Em Faca no coração (Un couteau dans le coeur, 2018), de Yann Gonzalez, temos uma outra perspectiva do thriller, ainda que pontos em comum com Parceiros da noite possam ser apontados.

Anne (Vanessa Paradis) é uma diretora de cinema pornô de estética camp e voltado para o público gay. Um serial killer, que usa máscara de couro e tem um pássaro raro como signo de aparição, está perseguindo o elenco de Anne e matando, um por um, seus atores recorrentes, gerando pânico nos membros da trupe. Apesar de uma legenda no início informar que o filme se passa em Paris no ano de 1979, pouco ou nada se vê da cidade turística tal como ela se popularizou. Os cenários se alternam entre florestas – onde os fantasmas do romantismo e do cinema de horror clássico se escondem –, becos escuros, estúdios fechados e estilizados, boates à luz de néon: uma atmosfera insólita, no entrecruzamento de um gótico kitsch à moda dos anos 1980 com uma ambiência dream pop bem contemporânea.

O filme é cheio de referências: ao giallo (especialmente a O pássaro das plumas de cristal, de Dario Argento), a Georges Franju (Os olhos sem rosto, Judex), a Parceiros da noite, ao universo estilístico de Pedro Almodóvar. Mas Faca no coração traz uma reflexão metacinematográfica que ultrapassa o mero jogo de citações, elaborando um comentário sobre o próprio suporte fílmico.

Em determinada cena, esse suporte é trazido a primeiro plano, tornando-se superfície de uma inscrição textual feita diretamente na matéria da imagem. Curiosamente, em se tratando de um filme tão apoiado em intrigas visuais e efeitos plásticos, é pela escrita que seu dispositivo de representação vem à tona e revela sua camada metadiscursiva.

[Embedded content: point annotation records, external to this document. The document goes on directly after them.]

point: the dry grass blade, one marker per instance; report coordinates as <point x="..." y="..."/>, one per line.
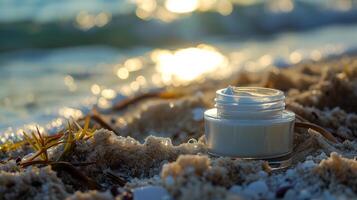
<point x="317" y="128"/>
<point x="82" y="133"/>
<point x="162" y="94"/>
<point x="97" y="117"/>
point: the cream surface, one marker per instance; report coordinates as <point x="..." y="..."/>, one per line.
<point x="249" y="122"/>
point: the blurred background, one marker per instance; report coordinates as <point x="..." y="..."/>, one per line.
<point x="59" y="58"/>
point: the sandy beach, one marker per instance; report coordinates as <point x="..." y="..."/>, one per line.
<point x="116" y="154"/>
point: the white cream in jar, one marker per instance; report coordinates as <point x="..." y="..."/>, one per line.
<point x="249" y="122"/>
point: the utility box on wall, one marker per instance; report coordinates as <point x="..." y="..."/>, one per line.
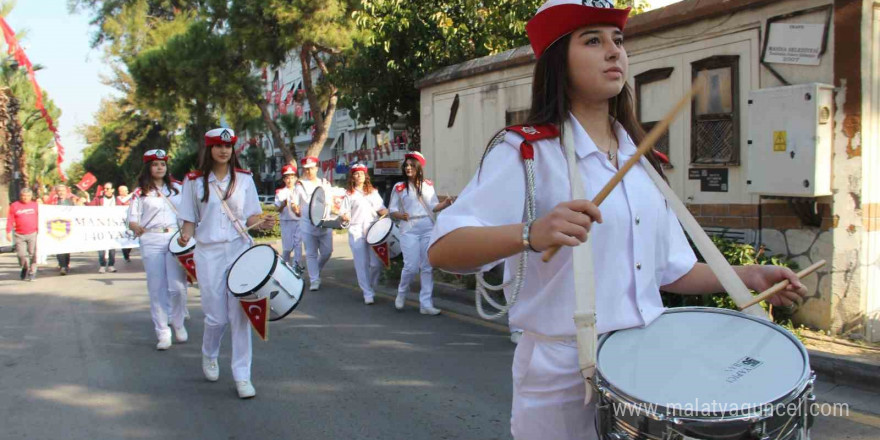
<point x="789" y="140"/>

A cena em questão se dá depois que Anne vai a uma boate atrás de Loïs, montadora de seus filmes. Elas tiveram um relacionamento de dez anos, cujo término Anne ainda não superou. Ao ver Loïs beijando sua nova companheira, Anne se desespera. Tomada de raiva e ciúme, ela escreve um recado para a ex-namorada diretamente sobre um pedaço do material bruto de seu último filme, que Loïs está montando. Quando pega o material para montar e o passa na moviola, Loïs se depara com uma mensagem deixada para ela. Sobre o plano do rosto de um rapaz que, encostado a um muro, recebe uma felação, as palavras que formam a frase “Tu m’as tuée” (“Você me matou”) aparecem sequencialmente – o plano é evidentemente inspirado em Blow Job (1964), de Andy Warhol, em mais uma das referências que se acumulam no filme como resultado de sua insaciável bulimia cinéfila.

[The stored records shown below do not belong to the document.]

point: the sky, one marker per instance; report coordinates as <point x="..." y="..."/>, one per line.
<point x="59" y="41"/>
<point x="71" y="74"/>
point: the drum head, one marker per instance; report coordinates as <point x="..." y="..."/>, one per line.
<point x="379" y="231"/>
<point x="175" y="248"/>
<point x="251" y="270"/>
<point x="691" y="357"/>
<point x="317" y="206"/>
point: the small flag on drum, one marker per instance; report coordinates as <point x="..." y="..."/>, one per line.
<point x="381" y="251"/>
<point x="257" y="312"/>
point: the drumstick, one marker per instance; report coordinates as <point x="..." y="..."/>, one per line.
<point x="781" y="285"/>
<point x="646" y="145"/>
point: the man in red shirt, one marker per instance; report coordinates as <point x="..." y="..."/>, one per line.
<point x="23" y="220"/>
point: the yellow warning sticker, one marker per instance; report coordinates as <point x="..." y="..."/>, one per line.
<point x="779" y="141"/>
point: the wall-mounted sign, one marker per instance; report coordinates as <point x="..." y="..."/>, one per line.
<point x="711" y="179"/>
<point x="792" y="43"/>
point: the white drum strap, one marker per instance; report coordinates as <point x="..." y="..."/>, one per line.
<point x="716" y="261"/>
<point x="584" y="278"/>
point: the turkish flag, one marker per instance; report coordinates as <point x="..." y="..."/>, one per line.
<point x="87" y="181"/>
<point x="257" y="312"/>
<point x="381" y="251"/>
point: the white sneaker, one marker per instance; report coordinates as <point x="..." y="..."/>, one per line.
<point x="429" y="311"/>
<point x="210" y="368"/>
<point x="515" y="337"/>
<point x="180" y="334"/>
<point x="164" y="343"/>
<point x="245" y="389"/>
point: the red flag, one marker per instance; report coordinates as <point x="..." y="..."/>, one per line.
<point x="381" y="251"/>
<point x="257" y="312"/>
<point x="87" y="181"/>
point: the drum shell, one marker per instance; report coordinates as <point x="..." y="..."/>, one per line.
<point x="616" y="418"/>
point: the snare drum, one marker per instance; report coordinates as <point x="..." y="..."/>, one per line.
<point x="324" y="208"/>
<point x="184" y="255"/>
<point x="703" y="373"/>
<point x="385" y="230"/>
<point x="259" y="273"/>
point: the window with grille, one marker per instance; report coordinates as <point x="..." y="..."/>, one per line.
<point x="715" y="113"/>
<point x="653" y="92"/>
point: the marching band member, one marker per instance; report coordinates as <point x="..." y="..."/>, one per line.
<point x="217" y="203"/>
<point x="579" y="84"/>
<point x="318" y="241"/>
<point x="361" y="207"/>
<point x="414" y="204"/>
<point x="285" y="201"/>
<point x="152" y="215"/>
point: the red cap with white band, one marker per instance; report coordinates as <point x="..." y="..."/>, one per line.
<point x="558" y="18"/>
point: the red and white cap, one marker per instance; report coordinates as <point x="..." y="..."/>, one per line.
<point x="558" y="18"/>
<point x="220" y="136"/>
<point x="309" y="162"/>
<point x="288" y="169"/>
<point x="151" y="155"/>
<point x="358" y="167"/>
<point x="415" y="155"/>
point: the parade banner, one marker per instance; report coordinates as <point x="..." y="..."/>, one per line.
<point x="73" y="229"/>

Prazer sexual e pulsão de morte se sobrepõem na imagem através da articulação entre o conteúdo visual do plano e o texto adicionado por Anne, que tanto prefigura o destino fatal de Loïs quanto atesta o óbito do ator em quadro – uma montagem paralela havia mostrado ele sendo assassinado pelo serial killer enquanto acontecia a cena da boate.

A associação palavra-imagem efetuada por Anne reúne agressão iconoclasta – o gesto de estragar o plano, de riscar a imagem para gravar-lhe signos verbais – e contribuição artística (pois é um procedimento experimental com efeitos plásticos interessantes). A cena sobrepõe também carícia erótica e declaração de ódio, orgasmo e assassinato, “pequena morte” e morte real.

As palavras tremem à frente do rosto do rapaz de forma instável, já que escritas à mão sobre a película – para que cada palavra dure alguns segundos na tela, Anne precisou reescrevê-las em vários fotogramas, e o desfilamento sequencial desses frames marcados com letras ligeiramente desiguais em tamanho e posição produz palavras que dançam freneticamente na imagem, expressão perfeita do descontrole emocional de quem as escreveu.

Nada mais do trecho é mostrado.